Page Nav

HIDE

Breaking News:

latest

Ads Place

Conclusions as Anchors for Mining Legal Reasoning

https://ift.tt/3Gwox9f Locate the reasoning by detecting the conclusions Image by Vern R. Walker, CC BY 4.0 . One challenging problem i...

https://ift.tt/3Gwox9f

Locate the reasoning by detecting the conclusions

Image of mining conclusions from the sentences in legal decisions
Image by Vern R. Walker, CC BY 4.0.

One challenging problem in data science is mining the reasoning from a legal decision document. To locate that reasoning within the entire document, we can use the decision’s conclusions on the issues to lead us to relevant evidence, specific reasoning, and legal rules.
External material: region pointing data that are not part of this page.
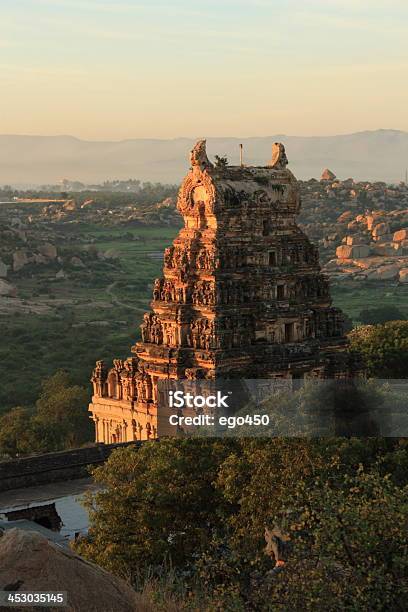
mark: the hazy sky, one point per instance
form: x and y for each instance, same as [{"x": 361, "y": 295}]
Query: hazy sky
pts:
[{"x": 102, "y": 69}]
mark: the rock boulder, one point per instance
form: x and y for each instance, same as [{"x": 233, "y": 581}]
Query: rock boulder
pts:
[{"x": 29, "y": 560}]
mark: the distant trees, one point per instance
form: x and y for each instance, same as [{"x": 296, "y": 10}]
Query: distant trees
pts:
[
  {"x": 59, "y": 420},
  {"x": 384, "y": 348},
  {"x": 372, "y": 316}
]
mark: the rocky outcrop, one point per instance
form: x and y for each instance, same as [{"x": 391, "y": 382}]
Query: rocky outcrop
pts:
[
  {"x": 20, "y": 259},
  {"x": 48, "y": 250},
  {"x": 7, "y": 290},
  {"x": 29, "y": 562},
  {"x": 327, "y": 175}
]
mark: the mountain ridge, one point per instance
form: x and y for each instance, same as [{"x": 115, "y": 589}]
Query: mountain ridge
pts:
[{"x": 35, "y": 159}]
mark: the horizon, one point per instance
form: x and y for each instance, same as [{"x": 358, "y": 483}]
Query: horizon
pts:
[
  {"x": 220, "y": 137},
  {"x": 113, "y": 71}
]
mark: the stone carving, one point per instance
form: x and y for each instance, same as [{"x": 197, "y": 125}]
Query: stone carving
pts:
[
  {"x": 279, "y": 160},
  {"x": 242, "y": 295}
]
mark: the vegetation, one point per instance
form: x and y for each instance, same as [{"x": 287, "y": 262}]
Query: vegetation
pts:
[
  {"x": 345, "y": 514},
  {"x": 58, "y": 421},
  {"x": 371, "y": 316},
  {"x": 384, "y": 348}
]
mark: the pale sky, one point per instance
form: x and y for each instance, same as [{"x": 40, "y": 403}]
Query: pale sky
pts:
[{"x": 100, "y": 69}]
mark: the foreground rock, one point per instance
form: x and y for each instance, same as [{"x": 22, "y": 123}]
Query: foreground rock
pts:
[
  {"x": 7, "y": 290},
  {"x": 29, "y": 562}
]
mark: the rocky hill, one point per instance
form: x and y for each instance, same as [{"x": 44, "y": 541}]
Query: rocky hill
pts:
[{"x": 361, "y": 228}]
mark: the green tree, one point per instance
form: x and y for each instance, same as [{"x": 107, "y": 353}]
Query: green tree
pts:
[
  {"x": 16, "y": 435},
  {"x": 384, "y": 348},
  {"x": 157, "y": 504},
  {"x": 372, "y": 316}
]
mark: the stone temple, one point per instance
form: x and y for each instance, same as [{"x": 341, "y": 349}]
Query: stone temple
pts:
[{"x": 241, "y": 296}]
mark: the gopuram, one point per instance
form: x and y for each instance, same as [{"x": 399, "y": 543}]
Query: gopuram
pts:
[{"x": 241, "y": 296}]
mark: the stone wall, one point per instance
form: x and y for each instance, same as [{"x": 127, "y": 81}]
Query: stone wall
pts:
[{"x": 53, "y": 467}]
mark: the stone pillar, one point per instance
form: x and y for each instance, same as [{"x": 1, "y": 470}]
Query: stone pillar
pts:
[{"x": 96, "y": 421}]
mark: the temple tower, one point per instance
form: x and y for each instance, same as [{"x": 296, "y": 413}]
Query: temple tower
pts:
[{"x": 242, "y": 296}]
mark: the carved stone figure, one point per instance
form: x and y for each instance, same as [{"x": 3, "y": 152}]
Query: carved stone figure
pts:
[{"x": 242, "y": 295}]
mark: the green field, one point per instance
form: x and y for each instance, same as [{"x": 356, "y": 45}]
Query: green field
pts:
[
  {"x": 352, "y": 297},
  {"x": 95, "y": 312}
]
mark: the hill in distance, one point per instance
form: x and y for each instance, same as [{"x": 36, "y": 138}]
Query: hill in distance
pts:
[{"x": 35, "y": 160}]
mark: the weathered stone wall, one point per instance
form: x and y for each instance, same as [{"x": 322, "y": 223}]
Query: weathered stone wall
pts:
[{"x": 53, "y": 467}]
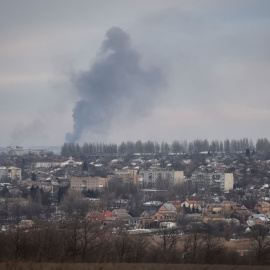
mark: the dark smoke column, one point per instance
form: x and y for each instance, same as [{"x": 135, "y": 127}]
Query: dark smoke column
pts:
[{"x": 116, "y": 82}]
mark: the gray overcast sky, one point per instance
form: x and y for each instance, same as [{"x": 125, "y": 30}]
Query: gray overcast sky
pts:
[{"x": 214, "y": 56}]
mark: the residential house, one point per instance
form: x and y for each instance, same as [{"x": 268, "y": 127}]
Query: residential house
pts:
[{"x": 262, "y": 207}]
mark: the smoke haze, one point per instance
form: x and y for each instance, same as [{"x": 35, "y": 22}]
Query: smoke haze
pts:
[{"x": 115, "y": 84}]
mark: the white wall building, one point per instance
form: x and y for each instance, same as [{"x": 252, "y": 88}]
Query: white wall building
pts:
[{"x": 151, "y": 177}]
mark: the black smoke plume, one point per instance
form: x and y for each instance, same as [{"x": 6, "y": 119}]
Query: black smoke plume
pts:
[{"x": 116, "y": 83}]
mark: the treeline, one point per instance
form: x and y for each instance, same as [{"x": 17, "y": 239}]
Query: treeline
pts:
[
  {"x": 177, "y": 146},
  {"x": 88, "y": 241}
]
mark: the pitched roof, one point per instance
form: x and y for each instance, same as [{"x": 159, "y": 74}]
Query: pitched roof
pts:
[{"x": 169, "y": 206}]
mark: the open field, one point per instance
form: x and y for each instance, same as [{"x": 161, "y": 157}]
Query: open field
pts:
[{"x": 123, "y": 266}]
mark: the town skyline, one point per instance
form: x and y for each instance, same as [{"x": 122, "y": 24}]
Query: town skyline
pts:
[{"x": 199, "y": 70}]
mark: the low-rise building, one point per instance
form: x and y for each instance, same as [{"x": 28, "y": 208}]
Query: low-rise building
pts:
[
  {"x": 13, "y": 173},
  {"x": 85, "y": 183},
  {"x": 161, "y": 178}
]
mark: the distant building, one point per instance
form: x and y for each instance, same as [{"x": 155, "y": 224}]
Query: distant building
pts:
[
  {"x": 158, "y": 178},
  {"x": 20, "y": 151},
  {"x": 85, "y": 183},
  {"x": 13, "y": 173},
  {"x": 224, "y": 181}
]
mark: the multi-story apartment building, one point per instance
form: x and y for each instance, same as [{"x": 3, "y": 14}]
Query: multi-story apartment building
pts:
[
  {"x": 128, "y": 176},
  {"x": 20, "y": 151},
  {"x": 224, "y": 181},
  {"x": 152, "y": 178},
  {"x": 13, "y": 173},
  {"x": 85, "y": 183}
]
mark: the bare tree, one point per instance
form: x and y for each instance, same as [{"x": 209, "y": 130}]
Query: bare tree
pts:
[{"x": 260, "y": 243}]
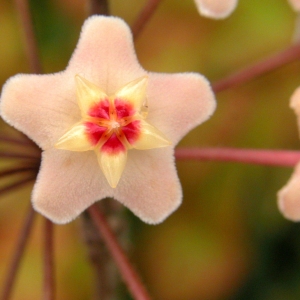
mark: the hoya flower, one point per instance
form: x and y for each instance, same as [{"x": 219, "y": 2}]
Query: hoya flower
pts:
[
  {"x": 106, "y": 126},
  {"x": 295, "y": 4},
  {"x": 289, "y": 195},
  {"x": 216, "y": 9}
]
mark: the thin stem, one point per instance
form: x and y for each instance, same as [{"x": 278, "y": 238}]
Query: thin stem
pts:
[
  {"x": 17, "y": 184},
  {"x": 31, "y": 43},
  {"x": 98, "y": 7},
  {"x": 4, "y": 154},
  {"x": 269, "y": 64},
  {"x": 283, "y": 158},
  {"x": 49, "y": 286},
  {"x": 129, "y": 275},
  {"x": 106, "y": 274},
  {"x": 144, "y": 16},
  {"x": 19, "y": 251},
  {"x": 15, "y": 170}
]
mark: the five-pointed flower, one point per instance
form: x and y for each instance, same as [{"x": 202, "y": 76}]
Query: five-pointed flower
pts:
[
  {"x": 93, "y": 119},
  {"x": 289, "y": 195}
]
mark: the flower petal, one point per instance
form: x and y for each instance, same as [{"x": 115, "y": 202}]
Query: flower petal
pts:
[
  {"x": 134, "y": 92},
  {"x": 289, "y": 197},
  {"x": 41, "y": 106},
  {"x": 105, "y": 54},
  {"x": 178, "y": 103},
  {"x": 75, "y": 139},
  {"x": 88, "y": 94},
  {"x": 216, "y": 9},
  {"x": 149, "y": 186},
  {"x": 150, "y": 137},
  {"x": 112, "y": 165},
  {"x": 68, "y": 183}
]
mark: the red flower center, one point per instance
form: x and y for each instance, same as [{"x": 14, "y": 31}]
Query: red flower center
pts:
[{"x": 112, "y": 125}]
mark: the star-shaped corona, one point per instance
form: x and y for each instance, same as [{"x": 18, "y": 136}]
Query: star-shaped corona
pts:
[
  {"x": 111, "y": 125},
  {"x": 92, "y": 120}
]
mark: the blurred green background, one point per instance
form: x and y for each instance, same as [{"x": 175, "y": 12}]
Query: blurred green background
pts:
[{"x": 227, "y": 241}]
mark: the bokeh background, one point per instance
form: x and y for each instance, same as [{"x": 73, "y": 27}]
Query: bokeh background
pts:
[{"x": 227, "y": 241}]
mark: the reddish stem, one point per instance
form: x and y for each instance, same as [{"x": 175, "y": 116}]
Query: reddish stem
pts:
[
  {"x": 129, "y": 275},
  {"x": 269, "y": 64},
  {"x": 19, "y": 251},
  {"x": 251, "y": 156},
  {"x": 49, "y": 284},
  {"x": 144, "y": 16}
]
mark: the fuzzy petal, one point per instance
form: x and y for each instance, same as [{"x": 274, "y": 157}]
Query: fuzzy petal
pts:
[
  {"x": 289, "y": 197},
  {"x": 216, "y": 9},
  {"x": 68, "y": 183},
  {"x": 112, "y": 165},
  {"x": 105, "y": 54},
  {"x": 149, "y": 186},
  {"x": 75, "y": 139},
  {"x": 295, "y": 5},
  {"x": 178, "y": 103},
  {"x": 150, "y": 137},
  {"x": 88, "y": 94},
  {"x": 41, "y": 106}
]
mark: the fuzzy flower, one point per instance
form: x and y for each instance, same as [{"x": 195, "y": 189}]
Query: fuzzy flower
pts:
[
  {"x": 220, "y": 9},
  {"x": 216, "y": 9},
  {"x": 289, "y": 195},
  {"x": 106, "y": 126}
]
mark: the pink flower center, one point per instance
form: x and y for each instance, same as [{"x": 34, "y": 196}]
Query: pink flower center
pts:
[{"x": 112, "y": 125}]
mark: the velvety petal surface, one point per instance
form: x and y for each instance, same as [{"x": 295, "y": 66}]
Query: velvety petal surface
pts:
[
  {"x": 149, "y": 186},
  {"x": 105, "y": 54},
  {"x": 289, "y": 197},
  {"x": 178, "y": 103},
  {"x": 68, "y": 183},
  {"x": 41, "y": 106},
  {"x": 45, "y": 107},
  {"x": 216, "y": 9}
]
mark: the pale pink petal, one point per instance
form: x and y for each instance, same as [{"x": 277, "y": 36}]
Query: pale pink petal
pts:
[
  {"x": 150, "y": 137},
  {"x": 44, "y": 107},
  {"x": 105, "y": 54},
  {"x": 149, "y": 186},
  {"x": 68, "y": 183},
  {"x": 216, "y": 9},
  {"x": 112, "y": 165},
  {"x": 289, "y": 197},
  {"x": 295, "y": 4},
  {"x": 41, "y": 106},
  {"x": 88, "y": 94},
  {"x": 134, "y": 92},
  {"x": 178, "y": 103}
]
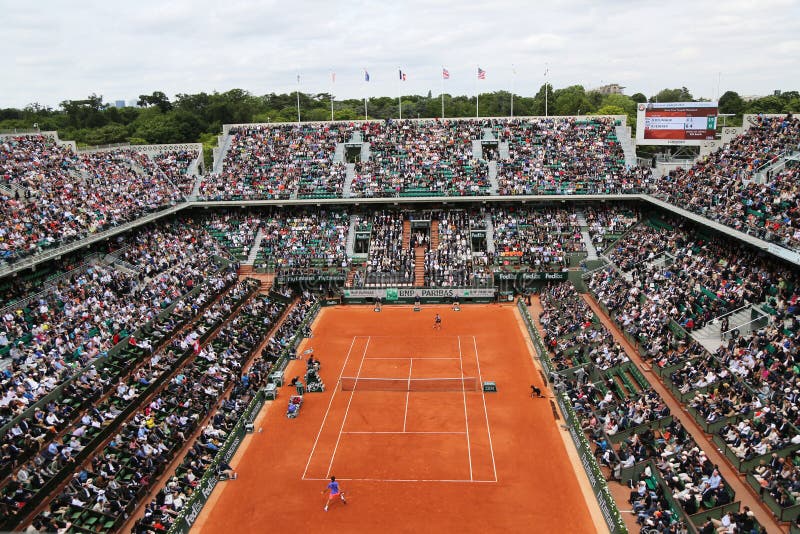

Research indicates that machine-learning (ML) algorithms can automatically classify the sentences that state the factual conclusions of a tribunal, with a precision that is adequate for many use cases. Therefore, training classifiers to automatically identify the legal conclusions is an important first step.

In general, a first stage in mining any reasoning or arguments from documents is to detect which sentences function as components of a chain of reasoning (often called “argumentative sentences”) and which do not (“non-argumentative sentences”). An argumentative sentence is then classified either as a “conclusion” or as a “premise” (a sentence supporting the conclusion) of a unit of reasoning. In the influential model by Stephen Toulmin (Stephen E. Toulmin, The Uses of Argument: Updated Edition; Cambridge University Press, 2003), premises can then be classified as either “data” or “warrant.” The “data” are the facts on which the reasoning rests, while “warrants” are conditionals or generalizations that authorize the inference from the facts to the conclusion. To classify reasoning patterns, we will ultimately need to determine which sentences are parts of the same unit of reasoning, the nature of the inferential relations within the reasoning unit, which type of reasoning the unit is, and so forth. To make headway on all these tasks, we can begin by identifying the conclusion of the reasoning, and we can use that conclusion to anchor our further search and analysis.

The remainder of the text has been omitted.